In today's Haaretz Magazine, Gideon Levy tells the story of Mahmoud Shawara, a 43-year-old father of nine, who left for work on his donkey one day from his house in the village of Nuaman, near Bethlehem, was arrested by border policemen, and, after he refused to accompany the soldiers without his donkey, was tied to the donkey. The frightened donkey then galloped toward the village; Shawara sustained serious injuries all over his body, and ultimately died in great pain in the hospital to which he was taken by eyewitnesses. Although the Department for Investigating Policemen found no relationship between the border policemen's behavior and Shawara's death,testimony indicates that this is an abusive practice well known to Palestinians. It even has a nickname: "the donkey procedure."
On Wednesday, Haaretz located another man, Maamoun Abu Ali, who underwent similar abuse at the hands of border policemen two months ago, not far from the place where Shawara was arrested and tied to his donkey. Abu Ali, according to his testimony, was also tied to a donkey. A concrete block was placed on his back, his hands were tied, and the border police then prodded the donkey to run.
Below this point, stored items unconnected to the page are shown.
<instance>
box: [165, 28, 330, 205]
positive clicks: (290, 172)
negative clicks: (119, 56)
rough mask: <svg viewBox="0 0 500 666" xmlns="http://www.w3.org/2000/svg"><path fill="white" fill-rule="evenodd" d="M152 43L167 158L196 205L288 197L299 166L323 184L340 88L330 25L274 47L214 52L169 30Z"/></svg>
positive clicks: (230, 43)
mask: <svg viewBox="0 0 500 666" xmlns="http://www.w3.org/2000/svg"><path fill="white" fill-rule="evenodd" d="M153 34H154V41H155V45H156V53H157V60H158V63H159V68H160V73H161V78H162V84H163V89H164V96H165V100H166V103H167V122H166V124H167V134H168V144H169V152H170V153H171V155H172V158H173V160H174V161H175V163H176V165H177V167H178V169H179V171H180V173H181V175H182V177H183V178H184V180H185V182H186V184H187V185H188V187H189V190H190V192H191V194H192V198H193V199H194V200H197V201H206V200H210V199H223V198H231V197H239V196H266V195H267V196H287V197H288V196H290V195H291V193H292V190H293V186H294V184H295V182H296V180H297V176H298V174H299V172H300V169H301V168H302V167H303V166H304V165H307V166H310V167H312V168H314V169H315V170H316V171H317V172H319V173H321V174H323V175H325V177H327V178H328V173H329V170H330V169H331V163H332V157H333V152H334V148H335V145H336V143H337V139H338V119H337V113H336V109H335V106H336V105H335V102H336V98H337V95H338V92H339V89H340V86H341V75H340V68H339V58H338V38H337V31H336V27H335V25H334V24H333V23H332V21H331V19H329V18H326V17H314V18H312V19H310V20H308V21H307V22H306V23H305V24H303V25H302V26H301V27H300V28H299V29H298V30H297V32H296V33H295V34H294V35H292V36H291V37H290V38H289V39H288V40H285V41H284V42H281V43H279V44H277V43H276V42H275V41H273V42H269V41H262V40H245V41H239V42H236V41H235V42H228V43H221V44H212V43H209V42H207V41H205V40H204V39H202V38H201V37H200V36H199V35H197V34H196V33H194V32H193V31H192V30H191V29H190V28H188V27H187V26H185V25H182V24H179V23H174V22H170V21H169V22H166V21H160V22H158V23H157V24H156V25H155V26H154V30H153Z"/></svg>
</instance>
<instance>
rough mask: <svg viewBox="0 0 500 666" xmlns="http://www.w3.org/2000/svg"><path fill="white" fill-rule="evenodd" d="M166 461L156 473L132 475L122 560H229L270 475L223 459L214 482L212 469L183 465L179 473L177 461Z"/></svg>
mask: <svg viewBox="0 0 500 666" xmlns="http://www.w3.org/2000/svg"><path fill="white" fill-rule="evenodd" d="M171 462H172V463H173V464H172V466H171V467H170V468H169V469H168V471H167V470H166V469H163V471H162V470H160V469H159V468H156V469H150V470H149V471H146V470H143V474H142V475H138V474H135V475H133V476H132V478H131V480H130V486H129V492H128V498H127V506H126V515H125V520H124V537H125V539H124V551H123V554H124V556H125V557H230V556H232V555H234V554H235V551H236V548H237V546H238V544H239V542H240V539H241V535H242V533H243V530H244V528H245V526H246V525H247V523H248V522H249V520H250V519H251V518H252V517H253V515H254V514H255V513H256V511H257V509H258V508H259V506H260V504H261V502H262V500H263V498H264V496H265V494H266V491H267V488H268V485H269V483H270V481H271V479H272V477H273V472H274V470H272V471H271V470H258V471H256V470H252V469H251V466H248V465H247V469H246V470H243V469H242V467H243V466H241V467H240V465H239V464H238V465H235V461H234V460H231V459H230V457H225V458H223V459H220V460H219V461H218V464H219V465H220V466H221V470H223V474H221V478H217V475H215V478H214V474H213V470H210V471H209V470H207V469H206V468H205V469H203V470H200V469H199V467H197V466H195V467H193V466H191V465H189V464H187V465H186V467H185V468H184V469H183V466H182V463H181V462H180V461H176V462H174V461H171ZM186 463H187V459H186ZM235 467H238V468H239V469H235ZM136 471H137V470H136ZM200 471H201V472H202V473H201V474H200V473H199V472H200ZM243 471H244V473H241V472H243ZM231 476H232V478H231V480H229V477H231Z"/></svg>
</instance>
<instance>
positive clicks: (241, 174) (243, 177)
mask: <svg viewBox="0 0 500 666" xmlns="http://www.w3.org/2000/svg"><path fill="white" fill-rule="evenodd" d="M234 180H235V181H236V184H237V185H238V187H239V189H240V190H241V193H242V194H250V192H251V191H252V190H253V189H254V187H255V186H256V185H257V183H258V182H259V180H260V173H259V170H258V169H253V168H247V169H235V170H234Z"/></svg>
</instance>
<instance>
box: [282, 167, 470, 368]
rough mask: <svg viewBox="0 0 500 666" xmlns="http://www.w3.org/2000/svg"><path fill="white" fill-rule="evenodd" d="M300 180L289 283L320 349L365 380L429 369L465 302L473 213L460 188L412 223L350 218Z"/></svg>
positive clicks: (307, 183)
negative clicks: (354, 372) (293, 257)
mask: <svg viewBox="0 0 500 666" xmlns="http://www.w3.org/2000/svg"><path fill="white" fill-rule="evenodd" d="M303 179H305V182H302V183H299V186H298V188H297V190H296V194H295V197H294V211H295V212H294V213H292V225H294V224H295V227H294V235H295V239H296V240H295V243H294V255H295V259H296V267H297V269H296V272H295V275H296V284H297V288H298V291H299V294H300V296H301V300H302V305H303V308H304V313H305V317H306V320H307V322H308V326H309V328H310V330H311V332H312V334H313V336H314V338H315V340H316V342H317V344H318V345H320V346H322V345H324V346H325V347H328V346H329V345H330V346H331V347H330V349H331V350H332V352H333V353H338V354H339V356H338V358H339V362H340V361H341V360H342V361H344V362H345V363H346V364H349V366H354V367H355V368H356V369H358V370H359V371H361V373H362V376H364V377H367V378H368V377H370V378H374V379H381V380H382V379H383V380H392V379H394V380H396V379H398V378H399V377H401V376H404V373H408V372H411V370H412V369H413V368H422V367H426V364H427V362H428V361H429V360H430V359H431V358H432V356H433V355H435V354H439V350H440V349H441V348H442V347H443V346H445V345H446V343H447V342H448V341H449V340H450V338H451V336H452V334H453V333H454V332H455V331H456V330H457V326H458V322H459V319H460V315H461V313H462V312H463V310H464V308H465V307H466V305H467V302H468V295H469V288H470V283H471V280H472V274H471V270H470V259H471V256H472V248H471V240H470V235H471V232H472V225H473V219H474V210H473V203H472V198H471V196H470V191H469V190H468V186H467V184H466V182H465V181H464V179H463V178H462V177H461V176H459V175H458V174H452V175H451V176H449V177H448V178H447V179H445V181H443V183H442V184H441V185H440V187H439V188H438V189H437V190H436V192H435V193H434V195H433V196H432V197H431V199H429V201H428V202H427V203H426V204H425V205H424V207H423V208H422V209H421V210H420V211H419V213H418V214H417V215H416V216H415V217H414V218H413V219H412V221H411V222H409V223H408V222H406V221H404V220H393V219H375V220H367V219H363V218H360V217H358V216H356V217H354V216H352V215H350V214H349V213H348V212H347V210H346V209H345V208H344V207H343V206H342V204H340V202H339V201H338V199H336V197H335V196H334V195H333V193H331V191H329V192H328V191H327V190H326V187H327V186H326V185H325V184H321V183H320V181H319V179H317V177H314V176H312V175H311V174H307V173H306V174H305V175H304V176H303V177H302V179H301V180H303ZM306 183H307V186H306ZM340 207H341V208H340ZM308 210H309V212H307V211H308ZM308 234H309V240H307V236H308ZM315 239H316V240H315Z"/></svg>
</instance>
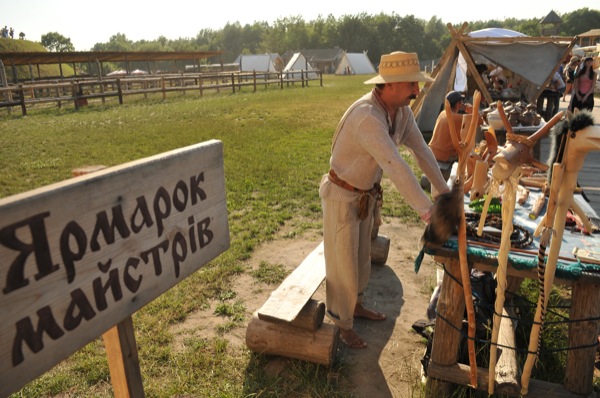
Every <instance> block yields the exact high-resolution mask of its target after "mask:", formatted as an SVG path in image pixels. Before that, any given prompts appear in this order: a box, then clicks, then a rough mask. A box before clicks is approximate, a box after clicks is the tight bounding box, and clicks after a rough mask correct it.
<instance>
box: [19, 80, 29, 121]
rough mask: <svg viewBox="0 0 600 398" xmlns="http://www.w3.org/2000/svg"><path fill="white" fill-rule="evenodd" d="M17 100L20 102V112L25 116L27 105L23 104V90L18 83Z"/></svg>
mask: <svg viewBox="0 0 600 398" xmlns="http://www.w3.org/2000/svg"><path fill="white" fill-rule="evenodd" d="M19 102H20V103H21V113H22V114H23V116H27V106H25V91H24V90H23V85H22V84H19Z"/></svg>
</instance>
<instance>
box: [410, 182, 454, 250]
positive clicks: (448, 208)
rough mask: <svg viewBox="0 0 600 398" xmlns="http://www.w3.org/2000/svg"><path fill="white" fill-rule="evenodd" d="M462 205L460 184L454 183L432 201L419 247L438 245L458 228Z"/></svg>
mask: <svg viewBox="0 0 600 398" xmlns="http://www.w3.org/2000/svg"><path fill="white" fill-rule="evenodd" d="M463 206H464V194H463V188H462V184H454V185H453V186H452V189H451V190H450V192H448V193H444V194H441V195H439V196H438V197H437V198H436V200H435V202H434V203H433V209H432V210H431V218H430V220H429V224H427V227H425V232H423V236H422V237H421V240H420V242H419V246H420V247H429V248H435V247H440V246H441V245H443V244H444V243H446V241H447V240H448V239H449V238H450V236H452V234H453V233H454V232H455V231H456V229H457V228H458V225H459V223H460V218H461V215H462V212H463V211H464V210H463Z"/></svg>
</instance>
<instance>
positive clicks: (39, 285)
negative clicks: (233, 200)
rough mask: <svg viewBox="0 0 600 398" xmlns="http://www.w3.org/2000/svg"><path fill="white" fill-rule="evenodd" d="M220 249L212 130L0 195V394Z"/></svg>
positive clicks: (224, 244) (91, 336) (131, 309)
mask: <svg viewBox="0 0 600 398" xmlns="http://www.w3.org/2000/svg"><path fill="white" fill-rule="evenodd" d="M228 248H229V226H228V223H227V205H226V197H225V175H224V168H223V145H222V143H221V142H220V141H217V140H211V141H207V142H204V143H200V144H197V145H192V146H189V147H185V148H181V149H177V150H173V151H170V152H166V153H163V154H159V155H156V156H152V157H149V158H146V159H142V160H138V161H134V162H131V163H127V164H124V165H120V166H116V167H112V168H107V169H104V170H102V171H99V172H96V173H93V174H88V175H84V176H81V177H76V178H73V179H70V180H67V181H63V182H60V183H57V184H53V185H50V186H47V187H44V188H40V189H36V190H33V191H30V192H26V193H23V194H18V195H15V196H12V197H8V198H5V199H0V397H4V396H7V395H9V394H10V393H12V392H14V391H17V390H18V389H19V388H21V387H22V386H24V385H25V384H26V383H27V382H29V381H30V380H32V379H34V378H36V377H37V376H39V375H41V374H42V373H44V372H46V371H47V370H49V369H50V368H51V367H52V366H54V365H55V364H57V363H58V362H60V361H62V360H63V359H65V358H67V357H68V356H69V355H71V354H72V353H74V352H76V351H77V350H79V349H80V348H81V347H83V346H84V345H86V344H87V343H89V342H90V341H92V340H94V339H95V338H96V337H98V336H100V335H101V334H102V333H104V332H105V331H106V330H108V329H109V328H111V327H112V326H113V325H115V324H117V323H118V322H121V321H122V320H123V319H125V318H126V317H128V316H130V315H131V314H133V313H134V312H135V311H137V310H139V309H140V308H141V307H142V306H144V305H145V304H147V303H149V302H150V301H152V300H153V299H154V298H156V297H158V296H159V295H161V294H162V293H164V292H165V291H167V290H168V289H170V288H171V287H173V286H174V285H176V284H177V283H179V282H180V281H182V280H183V279H184V278H186V277H187V276H189V275H190V274H191V273H193V272H194V271H196V270H198V269H199V268H200V267H202V266H203V265H205V264H206V263H207V262H209V261H210V260H212V259H214V258H215V257H217V256H218V255H219V254H220V253H222V252H224V251H225V250H227V249H228Z"/></svg>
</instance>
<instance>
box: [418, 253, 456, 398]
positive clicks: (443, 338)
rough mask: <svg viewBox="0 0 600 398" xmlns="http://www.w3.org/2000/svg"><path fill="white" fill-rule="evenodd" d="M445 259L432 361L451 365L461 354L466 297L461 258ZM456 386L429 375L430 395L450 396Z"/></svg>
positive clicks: (433, 397) (427, 395)
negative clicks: (462, 272) (460, 265)
mask: <svg viewBox="0 0 600 398" xmlns="http://www.w3.org/2000/svg"><path fill="white" fill-rule="evenodd" d="M445 261H446V262H445V265H446V272H445V273H444V280H443V281H442V290H441V293H440V298H439V300H438V305H437V312H438V314H439V316H438V317H437V319H436V322H435V333H434V334H433V346H432V348H431V363H432V364H433V363H435V364H437V365H442V366H449V365H454V364H456V361H457V358H458V347H459V345H460V328H461V327H462V321H463V315H464V312H465V300H464V295H463V289H462V286H461V285H459V284H458V283H457V280H458V279H459V277H460V263H459V261H458V259H447V260H445ZM457 328H458V329H457ZM453 389H454V386H453V385H452V383H448V382H446V381H443V380H440V379H435V378H432V377H428V378H427V383H426V386H425V394H426V397H430V398H443V397H450V396H451V395H452V390H453Z"/></svg>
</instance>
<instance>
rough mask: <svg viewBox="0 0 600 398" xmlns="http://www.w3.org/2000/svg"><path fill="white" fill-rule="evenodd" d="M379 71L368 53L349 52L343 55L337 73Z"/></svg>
mask: <svg viewBox="0 0 600 398" xmlns="http://www.w3.org/2000/svg"><path fill="white" fill-rule="evenodd" d="M374 73H377V71H376V70H375V68H374V67H373V64H372V63H371V61H370V60H369V57H368V56H367V54H366V53H347V52H345V53H344V55H342V59H341V60H340V63H339V64H338V66H337V68H336V70H335V74H336V75H369V74H374Z"/></svg>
Luckily for him, however, his donkey refused to budge, so Abu Ali was saved from death.
Cases of abuse of Palestinians, whether by soldiers or by settlers, have stopped making headlines in the press or eliciting shock. Nor do investigations of these incidents appear to be serious, and complaints are ignored until the story is either published in the media or dealt with by one of the human rights organizations active in the territories. This growing apathy can perhaps be attributed to the continuous satisfaction felt over the disengagement from Gaza, following which Israelis feel that the occupation is about to end. But, meanwhile, the occupation is continuing in all its severity, with all the abuses that have characterized it throughout the years.
Earlier this month, Amira Hass reported on Taher Odeh, 14, who was released from the hospital where he was being treated for gunshot wounds, and immediately afterward underwent 24 hours of abuse in a military police facility until he was freed and sent home. These two stories from the past month join a long list of reports in all the media outlets about settlers chopping down Palestinians' olive trees, something that has been going on without interference since April.
Even though another 100 olive trees were cut down this week, and even though 15 complaints were filed to the police, and even though, in total, we are talking about property destruction amounting to thousands of trees in the northern West Bank, the law enforcement agencies have yet to make any effort to locate the settlers responsible, and no arrests have been made. The prime minister, Knesset members and ministers have not made their voices heard, and Defense Minister Shaul Mofaz, who is in charge of preventing all the incidents and abuses described here, has not even bothered to explain what he has done to correct even a fraction of this injustice.
The political "big bang" changed nothing in the authorities' attitude toward Palestinians' human rights. This apathy is a stain on the face of Israeli society that it will find hard to remove.